I’m working on inserting data from a Pandas DataFrame into a PostgreSQL table using Python. The table structure is as follows:
CREATE TABLE sales (
id BIGINT NOT NULL, -- Primary Key
tahun INTEGER NOT NULL,
bulan NUMERIC NOT NULL,
v_kod VARCHAR(10) NOT NULL,
o_kod VARCHAR(10) NOT NULL,
amaun_rm NUMERIC NOT NULL,
dt_updated TIMESTAMP WITHOUT TIME ZONE NOT NULL
);
Here is my Python code:
import pandas as pd
import psycopg2
# Load the CSV data
forecast_results = pd.read_csv("sales.csv")
# Filter the DataFrame to include only rows from September 2024 onward
filtered_forecast_results = forecast_results[(forecast_results['tahun'] > 2024) |
((forecast_results['tahun'] == 2024) & (forecast_results['bulan'] >= 9))]
# Define the vot_kod value to be inserted
vot_kod_value = 'AAA'
# Connect to PostgreSQL
conn = psycopg2.connect(
dbname="my_database",
user="my_user",
password="my_password",
host="localhost",
port="5432"
)
cur = conn.cursor()
for index, row in filtered_forecast_results.iterrows():
# Convert the year and month to integers, but keep o_kod as a string
tahun = int(row['tahun'])
bulan = int(row['bulan'])
o_kod = str(row['o_kod '])
# Check if the row already exists
cur.execute("""
SELECT 1 FROM sales
WHERE tahun = %s AND bulan = %s AND v_kod = %s AND o_kod = %s
""", (tahun, bulan, v_kod_value, o_kod))
exists = cur.fetchone()
if not exists:
# If the row does not exist, insert it
sql_query = """
INSERT INTO sales (tahun, bulan, v_kod, o_kod, amaun_rm, dt_updated)
VALUES (%s, %s, %s, %s, %s, NOW())
"""
values = (
tahun,
bulan,
v_kod_value,
o_kod,
round(row['predicted_amaun_rm'], 2)
)
cur.execute(sql_query, values)
# Commit the transaction
conn.commit()
# Close the cursor and connection
cur.close()
conn.close()
When I run this code, I encounter the following error:
NotNullViolation: null value in column "id" of relation "sales" violates not-null constraint
DETAIL: Failing row contains (null, 2024, 9, AAA, 123, 2931.48, 2024-08-16 08:39:52.462847).
What I’ve Tried:
- Excluding the id Column: I tried to exclude the id column from the INSERT statement, assuming PostgreSQL would auto-generate it. However, this led to the NotNullViolation error.
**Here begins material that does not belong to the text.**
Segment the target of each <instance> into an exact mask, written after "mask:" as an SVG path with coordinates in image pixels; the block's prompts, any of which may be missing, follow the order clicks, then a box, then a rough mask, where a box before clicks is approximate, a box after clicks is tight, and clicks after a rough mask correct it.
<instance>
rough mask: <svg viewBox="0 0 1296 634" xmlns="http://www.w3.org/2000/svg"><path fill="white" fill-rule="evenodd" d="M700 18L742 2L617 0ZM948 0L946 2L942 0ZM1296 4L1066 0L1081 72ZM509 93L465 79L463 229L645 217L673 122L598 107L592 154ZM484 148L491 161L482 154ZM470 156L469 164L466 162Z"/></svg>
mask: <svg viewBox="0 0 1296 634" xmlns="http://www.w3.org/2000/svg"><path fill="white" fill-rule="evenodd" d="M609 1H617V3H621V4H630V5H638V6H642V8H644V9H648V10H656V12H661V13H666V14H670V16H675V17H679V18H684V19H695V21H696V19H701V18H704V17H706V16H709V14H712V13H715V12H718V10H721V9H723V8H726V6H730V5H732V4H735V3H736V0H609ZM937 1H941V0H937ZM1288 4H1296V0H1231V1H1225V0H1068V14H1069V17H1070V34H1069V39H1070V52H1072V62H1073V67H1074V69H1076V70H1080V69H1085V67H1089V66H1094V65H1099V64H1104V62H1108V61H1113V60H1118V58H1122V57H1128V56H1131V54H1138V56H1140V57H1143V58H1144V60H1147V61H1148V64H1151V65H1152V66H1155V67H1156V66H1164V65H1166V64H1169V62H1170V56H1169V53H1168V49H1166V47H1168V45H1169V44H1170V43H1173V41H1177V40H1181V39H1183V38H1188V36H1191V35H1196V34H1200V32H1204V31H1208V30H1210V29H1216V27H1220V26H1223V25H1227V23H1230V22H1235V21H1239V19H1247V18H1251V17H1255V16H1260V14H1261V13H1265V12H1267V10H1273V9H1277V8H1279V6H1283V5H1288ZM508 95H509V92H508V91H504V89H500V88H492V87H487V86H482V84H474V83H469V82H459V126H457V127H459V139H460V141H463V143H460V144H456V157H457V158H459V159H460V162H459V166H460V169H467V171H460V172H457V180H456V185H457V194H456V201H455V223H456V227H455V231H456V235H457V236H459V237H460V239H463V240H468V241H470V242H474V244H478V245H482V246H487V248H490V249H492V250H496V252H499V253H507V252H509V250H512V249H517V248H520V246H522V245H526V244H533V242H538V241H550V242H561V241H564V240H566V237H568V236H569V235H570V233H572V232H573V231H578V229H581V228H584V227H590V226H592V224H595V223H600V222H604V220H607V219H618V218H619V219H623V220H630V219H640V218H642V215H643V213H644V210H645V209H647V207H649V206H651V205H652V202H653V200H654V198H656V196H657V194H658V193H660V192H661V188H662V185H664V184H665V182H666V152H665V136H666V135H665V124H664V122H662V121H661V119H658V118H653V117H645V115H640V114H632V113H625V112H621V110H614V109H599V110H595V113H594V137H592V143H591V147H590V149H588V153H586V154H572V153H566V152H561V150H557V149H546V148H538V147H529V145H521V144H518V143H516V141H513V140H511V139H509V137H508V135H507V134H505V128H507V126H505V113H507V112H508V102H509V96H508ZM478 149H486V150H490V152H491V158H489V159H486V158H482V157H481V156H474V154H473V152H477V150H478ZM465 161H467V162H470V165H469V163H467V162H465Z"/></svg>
- Manual ID Generation: I haven’t manually specified an id because I thought it should be auto-incremented.
Questions:
- How can I properly insert the data while ensuring that the id column is populated correctly?
- Should the id column be set up as an auto-incrementing column in PostgreSQL? If so, how can I modify the table to achieve this?
- Is there a way to fetch and use the next available ID value within my Python code before insertion?
Any advice or solutions to handle the id column properly in this scenario would be greatly appreciated!